New Year message from John Stevenson, Branch President:
See also UNISON Scottish Secretary Mike Kirby's
New Year message at http://www.unison-scotland.org.uk/news/2012/novdec/3112.htm
Is it too optimistic to say we began to turn the tide in 2012? Well, maybe you have to be an optimist to be a union activist, but there has been much for the Branch to be proud of in 2012.
It was a year that saw the last of the mass privatisations thrown out following a fantastic UNISON and community campaign. The importance of that victory for Edinburgh and the whole of Scotland cannot be overestimated.
After years of hard work and legal action, UNISON achieved equal pay compensation offers for almost 3,000 workers in Edinburgh. These are still being paid out and will continue to be for some time yet.
We won a Living Wage of £7.50 an hour from
1 January 2013. The new Labour/SNP coalition
was as good as its word when it responded to
our campaign and the Living Wage will benefit
many low paid workers. The next step is to campaign
to get the same for contractors' staff and in
the community and voluntary sector. Why stop
We need to take the argument out to encourage
all employers in Edinburgh to come on board.
And let's not forget one-to-one representation.
Hundreds of members have been represented by
stewards and officers over the year, often in
very difficult circumstances and sometimes in
the face of media misrepresentation.
We also looked beyond our local issues. The Branch
has been honoured to work with our colleagues
in the London Borough of Barnet who are facing
almost the whole council being sold off. Our
international links continue and, for example,
Matthew Crighton's work with the Edinburgh World
Justice Festival is highly valued.
With a new outlook from the Council, the branch is re-visiting the partnership policy it set back in 2000 to try to involve workers more, improve services and stave off the worst effects of the cuts facing us.

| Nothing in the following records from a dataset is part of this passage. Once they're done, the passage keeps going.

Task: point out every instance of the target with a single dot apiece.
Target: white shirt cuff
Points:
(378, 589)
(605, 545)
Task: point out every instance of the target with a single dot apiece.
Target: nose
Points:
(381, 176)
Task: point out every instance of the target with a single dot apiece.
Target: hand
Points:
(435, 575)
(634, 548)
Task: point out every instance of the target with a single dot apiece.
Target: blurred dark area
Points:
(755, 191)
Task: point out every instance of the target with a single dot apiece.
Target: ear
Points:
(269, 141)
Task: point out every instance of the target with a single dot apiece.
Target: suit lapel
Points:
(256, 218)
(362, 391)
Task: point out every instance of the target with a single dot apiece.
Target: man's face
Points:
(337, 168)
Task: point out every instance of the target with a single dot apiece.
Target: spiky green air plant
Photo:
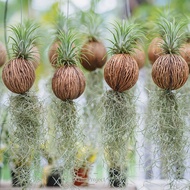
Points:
(93, 53)
(119, 118)
(18, 74)
(61, 24)
(169, 72)
(24, 136)
(68, 83)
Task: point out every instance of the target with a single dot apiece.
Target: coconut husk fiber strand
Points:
(24, 134)
(67, 135)
(168, 134)
(118, 129)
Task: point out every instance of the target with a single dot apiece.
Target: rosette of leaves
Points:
(169, 72)
(19, 74)
(121, 73)
(24, 137)
(121, 70)
(61, 24)
(93, 53)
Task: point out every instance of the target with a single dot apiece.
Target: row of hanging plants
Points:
(111, 114)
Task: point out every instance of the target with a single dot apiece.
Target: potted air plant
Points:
(24, 108)
(93, 56)
(3, 54)
(68, 83)
(121, 73)
(170, 72)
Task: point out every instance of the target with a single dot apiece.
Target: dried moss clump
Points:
(67, 135)
(118, 131)
(168, 132)
(24, 135)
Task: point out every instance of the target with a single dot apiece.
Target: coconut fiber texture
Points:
(170, 72)
(121, 72)
(93, 55)
(18, 75)
(68, 82)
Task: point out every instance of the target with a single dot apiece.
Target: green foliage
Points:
(126, 36)
(23, 40)
(91, 23)
(173, 34)
(67, 50)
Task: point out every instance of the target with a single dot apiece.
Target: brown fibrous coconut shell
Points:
(170, 72)
(139, 56)
(52, 54)
(35, 57)
(185, 53)
(68, 82)
(155, 50)
(121, 72)
(18, 75)
(93, 55)
(3, 54)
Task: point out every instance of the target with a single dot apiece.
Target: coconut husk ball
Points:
(154, 50)
(35, 54)
(68, 82)
(93, 55)
(18, 75)
(170, 72)
(139, 56)
(3, 54)
(185, 53)
(121, 72)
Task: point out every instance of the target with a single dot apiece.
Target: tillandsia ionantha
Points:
(61, 24)
(93, 53)
(68, 83)
(18, 76)
(3, 54)
(170, 72)
(121, 73)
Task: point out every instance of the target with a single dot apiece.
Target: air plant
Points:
(68, 83)
(18, 74)
(61, 24)
(3, 54)
(121, 73)
(93, 53)
(24, 109)
(169, 72)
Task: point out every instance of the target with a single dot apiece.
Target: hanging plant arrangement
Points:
(68, 83)
(24, 109)
(169, 72)
(121, 73)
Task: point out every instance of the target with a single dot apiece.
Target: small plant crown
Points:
(62, 23)
(91, 23)
(23, 40)
(126, 36)
(173, 34)
(67, 50)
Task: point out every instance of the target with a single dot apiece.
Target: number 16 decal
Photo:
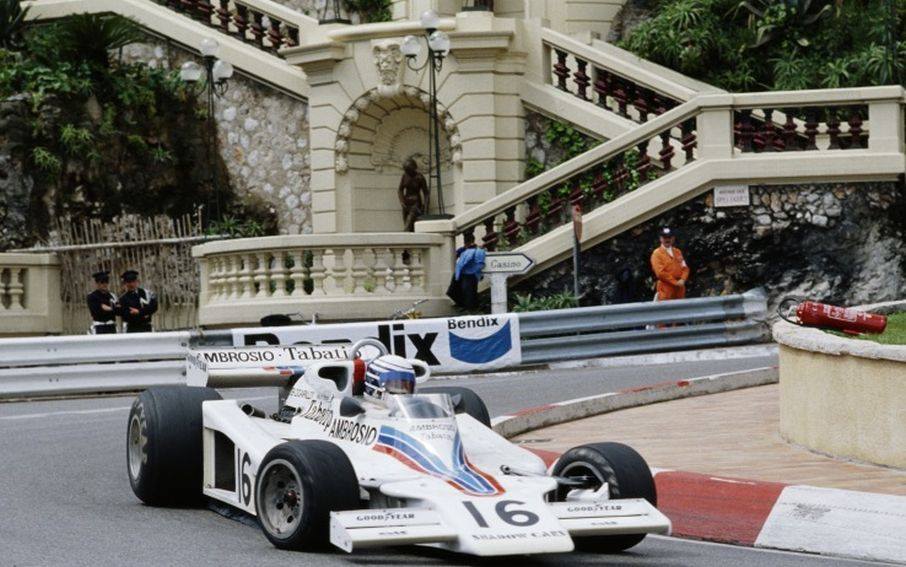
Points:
(505, 511)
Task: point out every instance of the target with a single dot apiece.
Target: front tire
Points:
(468, 402)
(627, 476)
(299, 484)
(164, 445)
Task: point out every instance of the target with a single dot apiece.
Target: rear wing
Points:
(255, 367)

And at home we need to get involved in Scotland's
constitutional debate. Not on the basis of flags,
borders or lists of powers in Edinburgh and London.

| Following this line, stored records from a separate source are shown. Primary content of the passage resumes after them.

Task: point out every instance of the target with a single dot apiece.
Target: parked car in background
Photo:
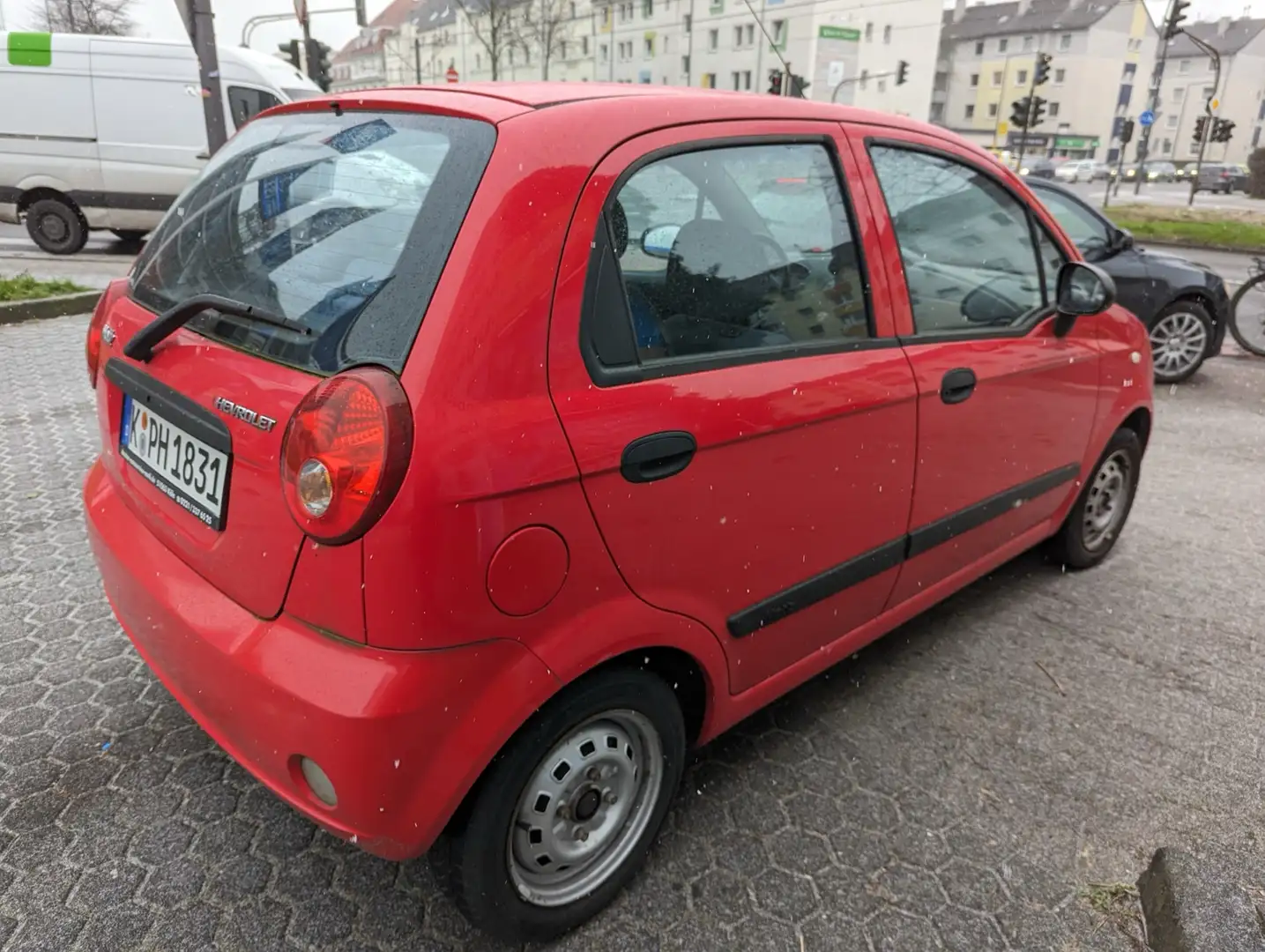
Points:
(482, 600)
(1184, 306)
(1220, 177)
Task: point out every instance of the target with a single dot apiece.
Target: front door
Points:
(1006, 402)
(740, 410)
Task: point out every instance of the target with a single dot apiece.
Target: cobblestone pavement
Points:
(938, 792)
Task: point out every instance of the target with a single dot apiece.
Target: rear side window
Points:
(339, 223)
(735, 249)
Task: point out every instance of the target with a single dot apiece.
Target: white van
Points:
(105, 131)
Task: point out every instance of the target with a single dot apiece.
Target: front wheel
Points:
(566, 814)
(1247, 316)
(1179, 340)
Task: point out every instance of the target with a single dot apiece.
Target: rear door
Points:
(1006, 404)
(723, 361)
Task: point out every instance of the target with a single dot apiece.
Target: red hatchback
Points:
(471, 454)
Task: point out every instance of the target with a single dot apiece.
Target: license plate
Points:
(185, 469)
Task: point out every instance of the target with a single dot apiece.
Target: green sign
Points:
(31, 49)
(1067, 142)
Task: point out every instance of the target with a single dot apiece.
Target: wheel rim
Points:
(52, 227)
(584, 808)
(1178, 343)
(1107, 501)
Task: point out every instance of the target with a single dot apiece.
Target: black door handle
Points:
(956, 384)
(657, 457)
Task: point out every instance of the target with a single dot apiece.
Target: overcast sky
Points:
(159, 18)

But on the basis of what politicians intend to
do with these powers to protect public services,
improve rights at work, build full employment
and make Scotland a more equal place. If we miss
the opportunity to put those things at the top
of the agenda, whether people vote yes or no
may make very little difference to building a
The progress in 2012 is all the more encouraging
because we have a relatively new officer team
in place. Two seasoned leaders and negotiators
left in 2011/2012. Agnes Petkevicius took well-earned
retirement and Kevin Duguid went on to a well-merited
full time job with the union. Irene Heggie left
the Recruitment Officer post after putting so
much energy and commitment into it.
No branch can lose all that skill and experience
without an effect. But those who have stood up
to the mark have shown a great talent for organising,
for willingness to learn, for bringing skills
and knowledge to the task and for real commitment
to the union and its members - and most of all
for trying to instil a real team culture.
It has been a huge transition for the branch support staff too who, as usual, show year in year out that this is not just a job, it is a cause they are committed to.
Austerity isn't working - spread
Amidst this progress, times are still hard. After three successive cuts of £90 million over three year periods, the Council does not have its troubles to seek. Austerity measures from Westminster and Holyrood are destroying services and livelihoods but they are not making the economy better. They are making it worse.
It is all the more reason we need to urge the Council to stand up for the essential local services we all rely on - and work with us to ensure there is something there to build on when times get better. The alternative would be services lost to a generation or forever.
UNISON warned that cuts would bring a double dip recession. We were right. We warned that job cuts in the public sector would damage local economies and would not create growth. We were right. The fact is that the country is not less wealthy than it was, the money has just polarised with the gap between rich and poor widening.
We all need to take those arguments into our families and communities to put an end to the myth that public services were the cause of the financial crisis. On the contrary, investing in good public services is a major part of the solution.
We face many challenges in 2013. The living wage
is welcome but a 1% offer is not going to make
up for years of pay cuts. It will help, but it
will not solve the problem of the men and women
set to lose out in October when 'Modernising
Pay' protection runs out. Many of those
people are the very ones keeping our services
going over the festive holiday.
Officers and stewards are working hard on a 'Dignity
at Work' initiative among other plans to
improve conditions at work. We are also working
on ways to better represent the voluntary sector
and other bodies.
On the evidence of 2012, Edinburgh UNISON is
well placed to meet those challenges. But that
will depend on members' support and on them
becoming active in their union - and signing
up new members.
A Happy and Peaceful New Year to you
all - and why not make this year the one when
you decide to become a UNISON steward!